China Eases Capital Controls
The easing of capital controls is said to follow a boost in confidence, but more likely the currency controls were eased because they were hurting confidence. Whether they work or not, capital controls are a sign of weakness, not strength.
With less incentive for capital flight and the economy on steadier footing, China’s foreign exchange reserves have clawed back above the closely watched $3 trillion level.
Premier Li Keqiang said on Tuesday that market confidence in the yuan has significantly improved, Xinhua news agency reported.
As of last week, the People’s Bank of China (PBOC) is no longer demanding that banks match outflows with equal inflows, the sources said.
…”This particular move won’t help on real M&A deals…It’s like the brakes aren’t totally locked up any more, but the foot is still on the brake pedal pretty hard,” said Burch.
iFeng: 媒体：央行适当放松跨境资金管理 收付限制不严格执行
A foreign-line trader believes that regulation may also be due to the implementation of the challenges or business complaints, because the foreign exchange situation is still quite tight, capital outflow control is still very strict.
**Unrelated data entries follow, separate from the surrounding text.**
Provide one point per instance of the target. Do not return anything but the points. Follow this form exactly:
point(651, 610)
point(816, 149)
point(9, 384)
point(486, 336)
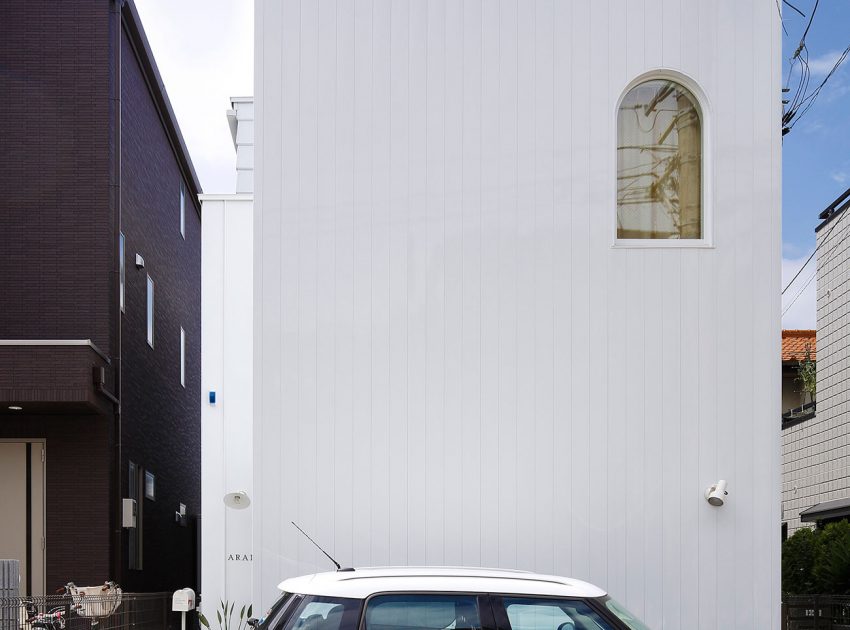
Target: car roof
point(362, 582)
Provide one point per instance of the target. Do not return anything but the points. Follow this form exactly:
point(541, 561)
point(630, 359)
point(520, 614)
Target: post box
point(183, 600)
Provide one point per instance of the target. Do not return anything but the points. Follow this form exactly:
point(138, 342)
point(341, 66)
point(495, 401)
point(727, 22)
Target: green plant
point(807, 373)
point(817, 560)
point(224, 615)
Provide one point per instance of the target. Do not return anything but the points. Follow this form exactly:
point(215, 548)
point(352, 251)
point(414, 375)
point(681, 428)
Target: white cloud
point(801, 297)
point(202, 66)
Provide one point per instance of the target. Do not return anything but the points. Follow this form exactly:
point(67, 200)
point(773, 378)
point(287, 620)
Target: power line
point(830, 208)
point(829, 257)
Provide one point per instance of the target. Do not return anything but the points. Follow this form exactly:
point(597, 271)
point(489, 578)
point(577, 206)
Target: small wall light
point(716, 494)
point(237, 500)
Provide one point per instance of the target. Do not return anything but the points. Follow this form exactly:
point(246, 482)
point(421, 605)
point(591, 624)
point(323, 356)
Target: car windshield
point(632, 622)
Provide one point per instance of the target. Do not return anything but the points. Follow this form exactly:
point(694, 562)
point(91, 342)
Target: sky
point(816, 153)
point(203, 66)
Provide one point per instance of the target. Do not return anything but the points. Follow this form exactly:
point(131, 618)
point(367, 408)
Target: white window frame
point(149, 302)
point(182, 357)
point(707, 159)
point(122, 269)
point(183, 210)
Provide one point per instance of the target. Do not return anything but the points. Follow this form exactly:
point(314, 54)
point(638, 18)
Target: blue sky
point(816, 153)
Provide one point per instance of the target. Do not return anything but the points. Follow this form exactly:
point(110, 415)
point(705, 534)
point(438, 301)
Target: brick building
point(100, 234)
point(815, 470)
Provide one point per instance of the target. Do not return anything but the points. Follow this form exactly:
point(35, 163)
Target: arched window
point(659, 163)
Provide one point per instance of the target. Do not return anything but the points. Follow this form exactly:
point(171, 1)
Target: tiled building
point(100, 327)
point(815, 470)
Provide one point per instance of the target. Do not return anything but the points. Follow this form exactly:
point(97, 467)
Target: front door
point(22, 517)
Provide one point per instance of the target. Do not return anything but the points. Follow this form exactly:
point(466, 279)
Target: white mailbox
point(183, 600)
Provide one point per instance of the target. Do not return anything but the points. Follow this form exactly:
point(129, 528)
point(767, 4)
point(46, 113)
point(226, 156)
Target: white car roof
point(363, 582)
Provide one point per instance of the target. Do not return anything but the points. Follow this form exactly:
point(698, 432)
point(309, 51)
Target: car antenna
point(338, 566)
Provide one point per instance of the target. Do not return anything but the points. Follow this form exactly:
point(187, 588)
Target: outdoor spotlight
point(716, 494)
point(237, 500)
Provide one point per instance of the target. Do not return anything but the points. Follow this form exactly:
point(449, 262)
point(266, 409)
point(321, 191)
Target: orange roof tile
point(794, 344)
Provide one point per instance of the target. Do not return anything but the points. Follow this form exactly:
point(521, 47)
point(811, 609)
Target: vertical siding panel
point(730, 186)
point(398, 217)
point(654, 388)
point(325, 270)
point(635, 430)
point(286, 291)
point(617, 334)
point(453, 289)
point(491, 499)
point(741, 558)
point(306, 282)
point(416, 279)
point(692, 503)
point(601, 196)
point(437, 290)
point(525, 247)
point(672, 420)
point(472, 441)
point(708, 416)
point(655, 391)
point(580, 281)
point(543, 251)
point(435, 231)
point(562, 359)
point(380, 277)
point(362, 279)
point(507, 452)
point(344, 284)
point(766, 303)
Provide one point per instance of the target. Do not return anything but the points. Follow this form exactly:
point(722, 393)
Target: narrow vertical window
point(182, 357)
point(150, 312)
point(659, 163)
point(182, 210)
point(121, 270)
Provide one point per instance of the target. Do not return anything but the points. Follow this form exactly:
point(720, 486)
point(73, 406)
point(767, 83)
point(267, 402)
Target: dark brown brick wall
point(57, 244)
point(55, 221)
point(161, 419)
point(77, 449)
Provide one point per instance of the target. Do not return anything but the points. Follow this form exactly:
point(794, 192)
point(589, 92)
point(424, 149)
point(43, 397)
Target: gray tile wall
point(815, 466)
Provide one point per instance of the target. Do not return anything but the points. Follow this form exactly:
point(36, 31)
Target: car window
point(552, 614)
point(632, 622)
point(325, 613)
point(423, 612)
point(276, 615)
The People’s Bank of China in early January required commercial banks to stop processing cross-border yuan payments unless the banks could show at the end of every month that the amount of outbound yuan matched the sum that came in, but that restriction was scrapped from last Wednesday, said mainland banking sources who were briefed on the policy change.
After the policy relaxation, banks can now freely process outbound yuan payment and remittance requests from their corporate and individual clients, a move that is expected to help boost liquidity in offshore yuan markets, especially Hong Kong.